King of Kings

Volume Eighteen   —   View Song   —     —   Get the Free Devo App

Play the devotional:
LISTEN WITH SONG
LISTEN WITHOUT SONG

To the King of the ages, immortal, invisible, the only God, be honor and glory forever and ever. Amen. (1 Timothy 1:17)

 

The world has known many kings, even if you have never lived under an earthly one. The world has known cruel kings and merciful kings, proud kings and humble kings, powerful kings and trembling kings — but the world has never known a king like ours.

 

When God sent his one and only Son, our King, he came against the backdrop of broken, weak, and evil kings — even the kings of God’s very own people. Saul, Israel’s first king, was filled with envy to the point of rage. King Solomon, with all of his wisdom, still wandered away after women — *lots* of women — who loved other gods. King Rehoboam abused the very people God had entrusted to him, dividing the kingdom in two. Even King David, the man “after God’s own heart,” was consumed by lust, committed adultery with Bathsheba, and had her husband, Uriah, murdered.

 

Jesus himself was born in Bethlehem of Judea under another king, a king as wicked as any other, Herod the Great. In God’s providence and love, however, Herod, and every other evil ruler since, serves to reveal all that our King of kings is not.

 

The Humble King

 

When Jesus was born, Herod had already ruled in Judea for three decades. How did he respond when he heard the King had come? “When Herod the king heard this, he was troubled” (Matthew 2:3). Wise men, perhaps kings themselves, ran from the east to worship the Christ, but Herod felt threatened, even desperate. If a new king had been born, what did that mean for him? His pride blinded him, even to the “radiance of the glory of God” lying in a manger (Hebrews 1:3).

 

Our king, however, was not plagued with Herod’s pride. “Though he was in the form of God, [he] did not count equality with God a thing to be grasped, but emptied himself, by taking the form of a servant, being born in the likeness of men. And being found in human form, he humbled himself by becoming obedient to the point of death, even death on a cross” (Philippians 2:6–8). Though he sat on a throne of infinite power and glory, he bowed down to earth to serve the very ones who had sinned against him, the ones who had despised his power and glory to serve themselves. 

 

Unlike any other king, the humble King came “from a throne of endless glory, to a cradle in the dirt,” and then eventually to a cross of nails and wood.

 

The Merciful King

 

Very few in history can imagine the horrors Herod unleashed when Jesus was born. When the wise men avoided Herod and spoiled his plan, he had every infant son murdered in Bethlehem. “Then Herod, when he saw that he had been tricked by the wise men, became furious, and he sent and killed all the male children in Bethlehem and in all that region who were two years old or under” (Matthew 2:16). A good king does everything in his power to protect the weakest and most vulnerable.
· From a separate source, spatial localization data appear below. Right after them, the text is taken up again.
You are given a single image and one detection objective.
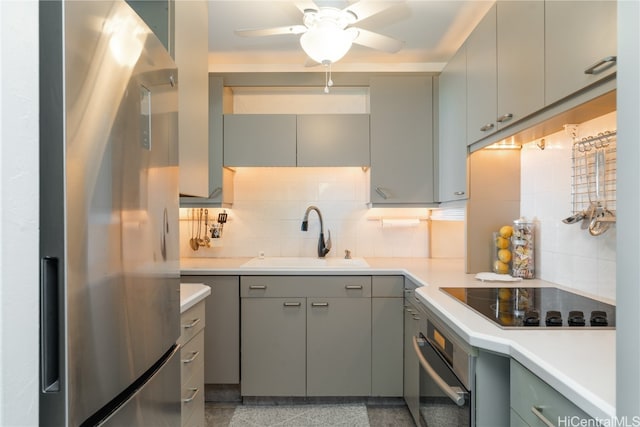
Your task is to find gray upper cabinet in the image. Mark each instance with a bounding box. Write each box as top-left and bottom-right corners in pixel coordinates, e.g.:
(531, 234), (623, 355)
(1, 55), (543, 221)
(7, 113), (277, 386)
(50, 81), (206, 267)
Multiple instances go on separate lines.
(545, 1), (617, 106)
(297, 114), (370, 167)
(438, 44), (468, 203)
(180, 76), (235, 206)
(466, 1), (545, 145)
(466, 3), (497, 145)
(496, 1), (544, 130)
(223, 114), (297, 166)
(370, 76), (435, 206)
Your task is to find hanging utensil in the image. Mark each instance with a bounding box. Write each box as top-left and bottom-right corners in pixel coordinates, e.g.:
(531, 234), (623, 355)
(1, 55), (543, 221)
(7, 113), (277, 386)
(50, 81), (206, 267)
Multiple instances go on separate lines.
(204, 209), (210, 246)
(218, 211), (228, 225)
(189, 208), (199, 250)
(581, 145), (597, 230)
(196, 208), (203, 246)
(589, 148), (615, 236)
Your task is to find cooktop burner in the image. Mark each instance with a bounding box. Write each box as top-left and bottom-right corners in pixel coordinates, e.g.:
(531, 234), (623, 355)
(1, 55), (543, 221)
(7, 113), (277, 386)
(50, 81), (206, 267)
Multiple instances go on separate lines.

A wicked king sacrifices his people, even the weakest and most vulnerable, at the altar of his own selfish desires. 

 

While Herod murdered innocent children to try and save his throne, Jesus left his throne to die for those, like us, who deserved to die. The apostle Paul, who had murdered Christians before coming to Christ, writes, “I received mercy for this reason, that in me, as the foremost, Jesus Christ might display his perfect patience as an example to those who were to believe in him for eternal life” (1 Timothy 1:16). 

 

When he could have righteously wiped us out because of our sin, the Merciful King carried us with patience and clothed us with mercy.

 

The Sovereign King

 

Pity any king who must kill babies to protect himself. It is the height of weakness to abuse the weak to preserve one’s power. When Herod sent soldiers to kill the infants — notice he did not go down to Bethlehem himself — he revealed just how little he could really do. After thirty years in power, he crumbled before a newborn in a manger.

 

The strongest kings and men, however, use whatever power and authority they have been given by God to serve and protect — and not to harm. Before he went to the cross, Jesus said, “No one takes it from me, but I lay it down of my own accord. I have authority to lay it down, and I have authority to take it up again” (John 10:18). And why did he lay it down? “I am the good shepherd. The good shepherd lays down his life for the sheep” (John 10:11) — for the weak, the needy, the sinful, the desperate.

 

When our Sovereign King looked the weakest, hanging from the cross, he was wielding the greatest power, strength, and love the world has ever known, and he was wielding it in love for you.